Themes
Pursue Historic Designation or Expand Existing Designations to Include Protest Event
Designation of a historic site through listing in the National Register of Historic Places and/or as a National Historic Landmark not only establishes through a rigorous review process that a site is significant, but it can also bring with it benefits and protections. A core part of the designation would bracket (by beginning and ending dates) a site’s period of significance, which is the timespan covering notable developments or events associated with a site. For sites that are currently designated, a period of significance that does not encompass the historic events or action can be expanded to do so.
Ensure Mission and Vision Statements Accommodate Interpretation of Protest Event
The goal of a mission statement is to summarize why an enterprise, organization, etc., exists, along with its values and purpose. A vision statement is aspirational and about where the organization is going. Both are essential to communicating decision-making. In the case of cultural landscapes this decision-making includes stewardship and management decisions, which factors in issues such as historic significance, spatial and material integrity, and strategies for interpretation.
Introduce and/or Supplement On-site Interpretation
Interpretation is the critical tool for helping people understand, forge a connection with, and care about a landscape’s inherent natural and cultural assets. On-site interpretive markers could include text about the protests, short biographies of the participants, maps, and other material that would contextualize the events and complement guided tours and online information.
Introduce and/or Supplement Online Interpretation
Interpretation is the critical tool for helping people understand, forge a connection with, and care about a landscape’s inherent natural and cultural assets. Online interpretation includes written descriptions of people and events, video tours of sites, oral histories, connection to other resources, and more. In addition, on-site interpretive markers with QR codes would allow visitors easy access to online information via handheld devices.

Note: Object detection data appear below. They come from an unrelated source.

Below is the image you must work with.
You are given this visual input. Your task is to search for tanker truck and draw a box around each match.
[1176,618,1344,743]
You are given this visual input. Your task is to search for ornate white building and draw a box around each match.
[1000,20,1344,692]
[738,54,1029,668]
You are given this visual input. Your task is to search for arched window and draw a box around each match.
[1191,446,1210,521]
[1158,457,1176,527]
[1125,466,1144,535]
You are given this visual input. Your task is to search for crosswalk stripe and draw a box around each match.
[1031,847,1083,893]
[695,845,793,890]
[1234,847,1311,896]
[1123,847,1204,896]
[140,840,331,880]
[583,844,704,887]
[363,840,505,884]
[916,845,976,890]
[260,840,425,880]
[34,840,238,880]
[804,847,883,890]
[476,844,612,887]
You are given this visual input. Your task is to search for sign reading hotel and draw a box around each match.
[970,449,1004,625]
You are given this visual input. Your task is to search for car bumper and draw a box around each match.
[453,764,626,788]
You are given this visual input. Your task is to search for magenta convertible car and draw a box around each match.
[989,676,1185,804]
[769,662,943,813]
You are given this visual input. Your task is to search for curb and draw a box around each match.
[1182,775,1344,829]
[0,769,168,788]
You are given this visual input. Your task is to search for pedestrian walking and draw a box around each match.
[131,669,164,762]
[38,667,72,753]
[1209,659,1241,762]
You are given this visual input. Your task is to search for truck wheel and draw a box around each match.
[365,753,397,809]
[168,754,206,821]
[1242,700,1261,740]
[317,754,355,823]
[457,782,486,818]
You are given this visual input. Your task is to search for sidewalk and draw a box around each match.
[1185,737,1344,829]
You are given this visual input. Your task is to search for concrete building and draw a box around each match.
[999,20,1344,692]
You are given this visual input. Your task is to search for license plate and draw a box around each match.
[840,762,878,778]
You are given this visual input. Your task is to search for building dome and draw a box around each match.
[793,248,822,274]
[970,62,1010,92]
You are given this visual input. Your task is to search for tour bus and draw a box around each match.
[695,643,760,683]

Establish or Enhance the Visibility and Value for “Witness” Landscape Features
Stewardship of places of memory that provide direct connections to people and events includes landscape features (for example, the “Survivor Tree” at the World Trade Center Memorial), as well as buildings. In the United States, the concept of “witness trees,” often interpreted at Revolutionary and Civil War battle sites, is common and offers a sense of immediacy and living, tangible personal connections with a historic event. Stewardship and management, along with on-site and online interpretation, documentation, and even propagation of historically significant genetic biotic resources such as witness trees, as well as other living and non-living landscape features, are essential components of the storytelling.